C’era una carrozza ad aspettarci. Dietro Beverly Hills, fra le colline che danno il nome a questa città, c’è un hotel molto vecchio che è anche molto snob. Puzza di dollari, un odore che non disprezzo. Tra gli incendi e il Grande Terremoto è stato ricostruito diverse volte, sempre con lo stesso aspetto, però (a quanto mi dicono) l’ultima volta è stato ricostruito assolutamente a prova di incendio e di terremoto.

Occorsero una ventina di minuti a un trotto discreto per andare dal palazzo Shipstone all’hotel.
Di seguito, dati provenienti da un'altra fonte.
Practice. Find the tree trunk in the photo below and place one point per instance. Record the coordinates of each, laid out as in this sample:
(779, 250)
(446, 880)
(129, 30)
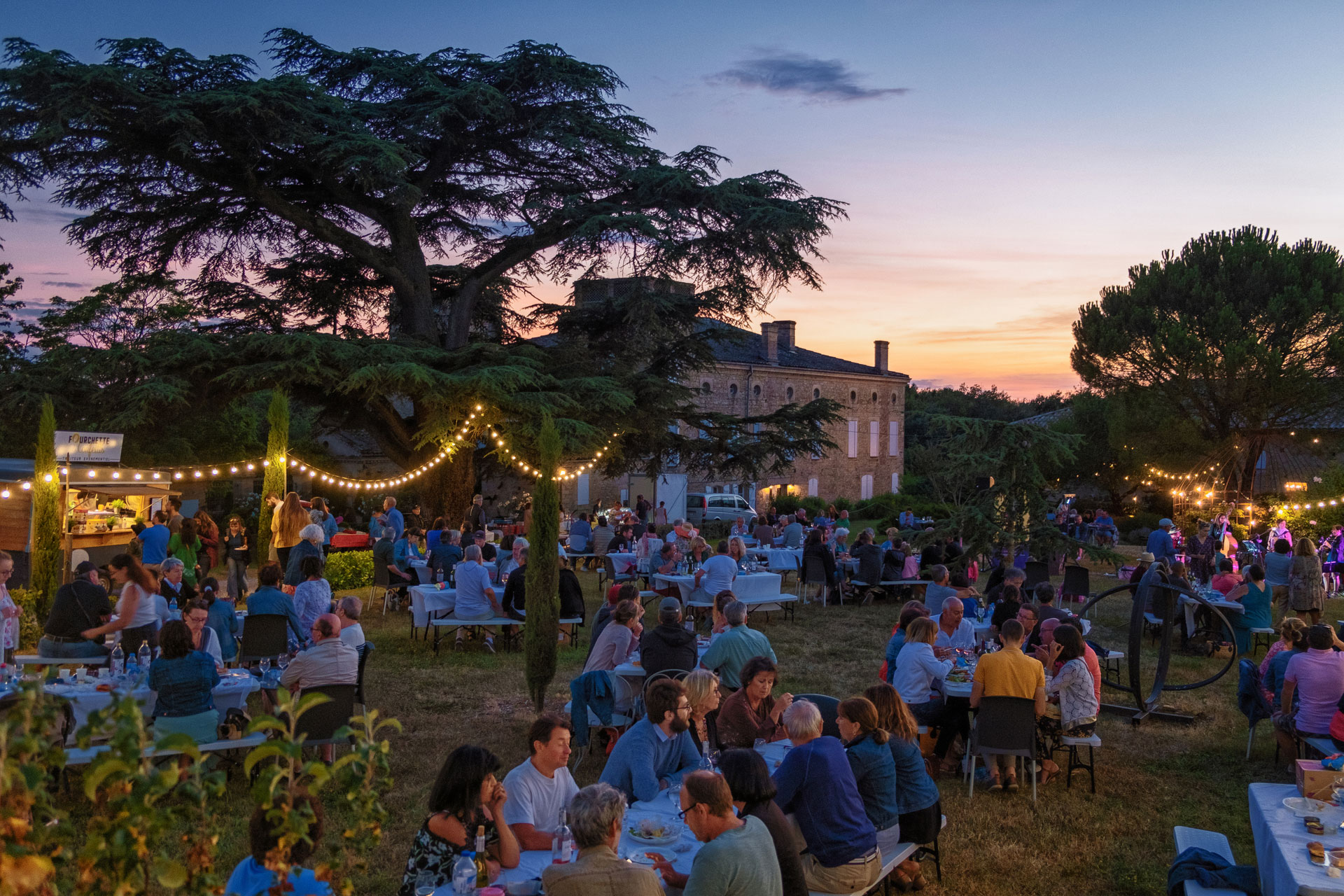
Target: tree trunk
(543, 592)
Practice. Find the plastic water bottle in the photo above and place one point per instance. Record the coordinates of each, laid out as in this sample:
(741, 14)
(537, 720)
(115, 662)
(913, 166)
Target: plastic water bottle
(464, 874)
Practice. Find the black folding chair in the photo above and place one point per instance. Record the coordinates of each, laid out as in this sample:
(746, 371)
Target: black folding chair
(830, 708)
(365, 649)
(265, 637)
(1004, 727)
(321, 723)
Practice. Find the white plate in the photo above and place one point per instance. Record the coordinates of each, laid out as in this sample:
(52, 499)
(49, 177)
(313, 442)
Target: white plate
(1304, 806)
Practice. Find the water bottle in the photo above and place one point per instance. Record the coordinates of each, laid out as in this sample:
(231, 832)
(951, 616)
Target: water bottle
(464, 874)
(562, 844)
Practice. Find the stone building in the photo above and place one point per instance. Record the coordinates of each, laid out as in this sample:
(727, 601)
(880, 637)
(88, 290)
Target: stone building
(760, 374)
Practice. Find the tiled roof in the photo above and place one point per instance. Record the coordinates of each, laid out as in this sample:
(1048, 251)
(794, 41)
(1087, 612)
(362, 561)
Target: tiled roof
(736, 346)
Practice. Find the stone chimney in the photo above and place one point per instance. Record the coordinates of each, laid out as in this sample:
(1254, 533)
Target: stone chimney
(771, 342)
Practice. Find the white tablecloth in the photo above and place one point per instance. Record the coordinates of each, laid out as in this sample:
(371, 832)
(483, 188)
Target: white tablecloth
(1226, 606)
(429, 598)
(230, 694)
(1281, 846)
(756, 584)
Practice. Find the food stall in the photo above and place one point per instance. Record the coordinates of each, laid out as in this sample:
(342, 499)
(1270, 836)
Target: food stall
(102, 504)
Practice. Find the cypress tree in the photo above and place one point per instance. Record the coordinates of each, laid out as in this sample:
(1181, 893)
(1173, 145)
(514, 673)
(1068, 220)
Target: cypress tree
(46, 512)
(543, 590)
(277, 450)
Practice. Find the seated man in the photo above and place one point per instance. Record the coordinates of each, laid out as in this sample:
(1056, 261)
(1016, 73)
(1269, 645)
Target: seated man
(955, 630)
(385, 555)
(732, 649)
(597, 821)
(540, 788)
(738, 856)
(330, 662)
(667, 645)
(816, 785)
(475, 597)
(657, 748)
(1313, 684)
(269, 599)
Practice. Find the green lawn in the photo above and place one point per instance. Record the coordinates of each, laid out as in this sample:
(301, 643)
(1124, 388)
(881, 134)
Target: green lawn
(1117, 841)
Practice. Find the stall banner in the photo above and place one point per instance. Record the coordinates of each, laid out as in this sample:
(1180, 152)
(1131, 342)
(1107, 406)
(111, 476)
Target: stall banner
(96, 448)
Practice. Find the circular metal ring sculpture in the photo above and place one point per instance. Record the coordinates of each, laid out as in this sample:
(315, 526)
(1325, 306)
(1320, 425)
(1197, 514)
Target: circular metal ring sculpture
(1166, 602)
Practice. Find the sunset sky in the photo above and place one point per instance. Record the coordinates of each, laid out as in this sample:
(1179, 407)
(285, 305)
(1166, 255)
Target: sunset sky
(1002, 162)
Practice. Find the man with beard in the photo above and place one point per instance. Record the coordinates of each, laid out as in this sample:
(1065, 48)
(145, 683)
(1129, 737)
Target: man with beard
(657, 750)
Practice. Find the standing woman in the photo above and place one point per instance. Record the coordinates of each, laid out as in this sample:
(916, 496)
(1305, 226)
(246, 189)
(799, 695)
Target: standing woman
(1200, 551)
(137, 618)
(209, 533)
(185, 545)
(286, 526)
(1307, 583)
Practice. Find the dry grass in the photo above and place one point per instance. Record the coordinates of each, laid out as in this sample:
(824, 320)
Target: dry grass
(1117, 841)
Mosby li usò per informarmi. — Questa carrozza è l’unico posto dove possiamo essere sicuri che non ci sia qualche Orecchio ad ascoltarci…

(Ci credeva sul serio? A me venivano in mente tre posti ovvi per un Orecchio: la mia sacca, le sue tasche, e i cuscini della carrozza. E poi c’era un’altra infinità di posti meno appariscenti. Ma era un problema suo. Io non avevo segreti, nessuno, adesso che il mio ombelico era stato svelato al mondo.)

— … Quindi lascia parlare me. Accetto le tue tariffe. Ci sarà anche un premio a missione completata. Il viaggio è dalla Terra al Regno. Ti paghiamo per questo. Il viaggio di ritorno non riveste il minimo interesse, ma per tornare qui occorrono quattro mesi, quindi ti pagheremo per quattro mesi. Il premio di ingaggio lo avrai alla capitale imperiale. Lo stipendio… Un mese di anticipo, il resto di mese in mese. Okay?